Insidens PDVK lambat laun menurun dari 30-70 per 100.000 kelahiran menjadi 4-7 per 100.000 kelahiran. Sejak 1999 semua bayi baru lahir diberikan vitamin K profilaksis IM karena sebagian besar persalinan terjadi di rumah sakit. Vitamin K profilaksis IM ini diberikan bersama dengan imunisasi rutin seperti Hepatitis B dan BCG.

Vitamin K yang digunakan untuk profilaksis adalah vitamin K1. Cara pemberian dapat dilakukan baik secara IM ataupun oral.
• Intramuskular, dengan dosis 1 mg pada seluruh bayi baru lahir. Pemberian dengan dosis tunggal diberikan pada waktu bayi baru lahir.

• Oral, dengan dosis tunggal 2 mg diberikan tiga kali, yaitu pada saat bayi baru lahir, pada umur 3-7 hari, dan pada umur 4-8 minggu.

Efektivitas Profilaksis
Cornelissen dkk23 (1997) merangkum hasil surveilans aktif tentang PDVK lambat yang dilakukan di Jerman, Australia, Belanda dan Swiss yang dikumpulkan dengan strategi sama dan dibandingkan angka kegagalannya. Terdapat 4 strategi pemberian vitamin K, yaitu
1) pemberian vitamin K dosis rendah 25 ug/hari untuk bayi yang mendapat ASI (Belanda);
2) 3x1 mg secara oral (Australia: January 1993 – Maret 1994 dan Jerman: Desember 1992-Desember 1994);
3) 1 mg IM (Australia: Maret 1994);
4) 2x2mg vitamin K oral (preparat KMM) (Swiss).
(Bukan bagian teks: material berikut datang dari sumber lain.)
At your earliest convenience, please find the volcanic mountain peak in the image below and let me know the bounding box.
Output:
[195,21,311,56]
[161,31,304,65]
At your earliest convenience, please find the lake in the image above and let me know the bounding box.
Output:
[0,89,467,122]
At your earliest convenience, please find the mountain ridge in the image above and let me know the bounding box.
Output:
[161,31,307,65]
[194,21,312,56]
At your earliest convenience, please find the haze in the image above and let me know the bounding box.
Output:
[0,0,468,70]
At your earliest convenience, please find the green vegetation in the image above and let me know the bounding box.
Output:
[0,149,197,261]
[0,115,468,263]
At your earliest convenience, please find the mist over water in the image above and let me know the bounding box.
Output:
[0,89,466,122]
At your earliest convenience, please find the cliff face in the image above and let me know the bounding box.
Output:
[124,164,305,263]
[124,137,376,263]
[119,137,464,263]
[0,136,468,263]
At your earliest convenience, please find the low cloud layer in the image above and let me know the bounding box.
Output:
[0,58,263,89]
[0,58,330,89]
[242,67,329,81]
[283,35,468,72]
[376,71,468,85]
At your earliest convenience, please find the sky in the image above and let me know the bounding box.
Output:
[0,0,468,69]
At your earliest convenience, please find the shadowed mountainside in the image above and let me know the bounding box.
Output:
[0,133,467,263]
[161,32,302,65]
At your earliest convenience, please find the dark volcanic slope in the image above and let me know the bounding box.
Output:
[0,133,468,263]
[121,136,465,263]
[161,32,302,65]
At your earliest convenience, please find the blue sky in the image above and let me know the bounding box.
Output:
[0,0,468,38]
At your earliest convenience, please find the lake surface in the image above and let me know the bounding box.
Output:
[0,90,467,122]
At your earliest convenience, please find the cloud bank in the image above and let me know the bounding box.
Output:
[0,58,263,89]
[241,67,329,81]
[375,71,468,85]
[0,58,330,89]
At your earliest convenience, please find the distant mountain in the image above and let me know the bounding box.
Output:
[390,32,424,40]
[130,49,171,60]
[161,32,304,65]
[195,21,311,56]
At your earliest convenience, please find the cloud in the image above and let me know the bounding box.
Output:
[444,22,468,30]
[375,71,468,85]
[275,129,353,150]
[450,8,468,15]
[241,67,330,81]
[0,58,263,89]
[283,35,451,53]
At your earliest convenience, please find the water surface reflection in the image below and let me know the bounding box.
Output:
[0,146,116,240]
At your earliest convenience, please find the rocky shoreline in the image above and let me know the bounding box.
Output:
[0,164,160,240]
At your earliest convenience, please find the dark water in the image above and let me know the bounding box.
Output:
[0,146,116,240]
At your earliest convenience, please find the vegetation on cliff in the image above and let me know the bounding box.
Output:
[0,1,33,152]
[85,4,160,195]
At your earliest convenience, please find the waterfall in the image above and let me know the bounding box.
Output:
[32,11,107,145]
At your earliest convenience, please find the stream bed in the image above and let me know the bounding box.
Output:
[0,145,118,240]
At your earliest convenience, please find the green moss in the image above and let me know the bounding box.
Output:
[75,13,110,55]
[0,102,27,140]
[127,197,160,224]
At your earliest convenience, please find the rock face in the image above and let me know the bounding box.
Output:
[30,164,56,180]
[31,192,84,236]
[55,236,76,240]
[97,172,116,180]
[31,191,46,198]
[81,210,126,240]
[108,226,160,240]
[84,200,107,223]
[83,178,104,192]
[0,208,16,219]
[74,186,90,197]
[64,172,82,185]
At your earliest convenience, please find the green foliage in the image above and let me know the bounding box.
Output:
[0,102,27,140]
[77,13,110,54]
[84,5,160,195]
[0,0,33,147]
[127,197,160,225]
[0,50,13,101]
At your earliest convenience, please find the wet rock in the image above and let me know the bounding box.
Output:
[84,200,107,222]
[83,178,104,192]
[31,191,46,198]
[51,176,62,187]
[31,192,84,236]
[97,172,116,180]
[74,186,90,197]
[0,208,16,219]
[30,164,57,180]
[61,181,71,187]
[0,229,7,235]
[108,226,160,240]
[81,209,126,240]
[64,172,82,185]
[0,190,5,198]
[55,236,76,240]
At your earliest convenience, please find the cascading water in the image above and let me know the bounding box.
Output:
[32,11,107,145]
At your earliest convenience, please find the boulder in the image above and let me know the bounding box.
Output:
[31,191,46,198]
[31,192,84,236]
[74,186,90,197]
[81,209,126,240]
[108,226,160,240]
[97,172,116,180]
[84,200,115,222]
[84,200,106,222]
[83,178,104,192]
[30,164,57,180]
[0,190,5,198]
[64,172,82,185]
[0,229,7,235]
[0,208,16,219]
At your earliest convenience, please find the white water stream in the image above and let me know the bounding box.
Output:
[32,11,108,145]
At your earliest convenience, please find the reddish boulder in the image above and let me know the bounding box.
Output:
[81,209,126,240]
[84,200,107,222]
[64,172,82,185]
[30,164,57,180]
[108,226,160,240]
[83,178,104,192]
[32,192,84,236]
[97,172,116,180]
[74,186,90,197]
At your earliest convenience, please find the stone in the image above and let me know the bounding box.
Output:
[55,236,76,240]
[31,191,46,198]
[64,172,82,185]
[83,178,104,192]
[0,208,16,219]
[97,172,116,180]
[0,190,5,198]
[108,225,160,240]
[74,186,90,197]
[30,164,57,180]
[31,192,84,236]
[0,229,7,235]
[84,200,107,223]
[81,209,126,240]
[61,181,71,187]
Angka kegagalan per 100.000 kelahiran hidup adalah 0,2 di Belanda, 2,3 di Jerman, 2,5 (profilaksis oral) dan 0 (profilaksis IM) di Australia, 3,6 di Swiss.
Angka kegagalan setelah profilaksis lengkap adalah 0 di Belanda, 1,8 di Jerman, 1,5 (profilaksis oral) dan 0 (profilaksis IM) di Australia, 1,2 di Swiss. Dari penelitian ini disimpulkan bahwa dosis oral 3x1 mg kurang efektif bila dibandingkan dengan profilaksis vitamin K IM; profilaksis dosis rendah 25 g/hari untuk bayi yang mendapat ASI mungkin sama efektif seperti profilaksis vitamin K parenteral.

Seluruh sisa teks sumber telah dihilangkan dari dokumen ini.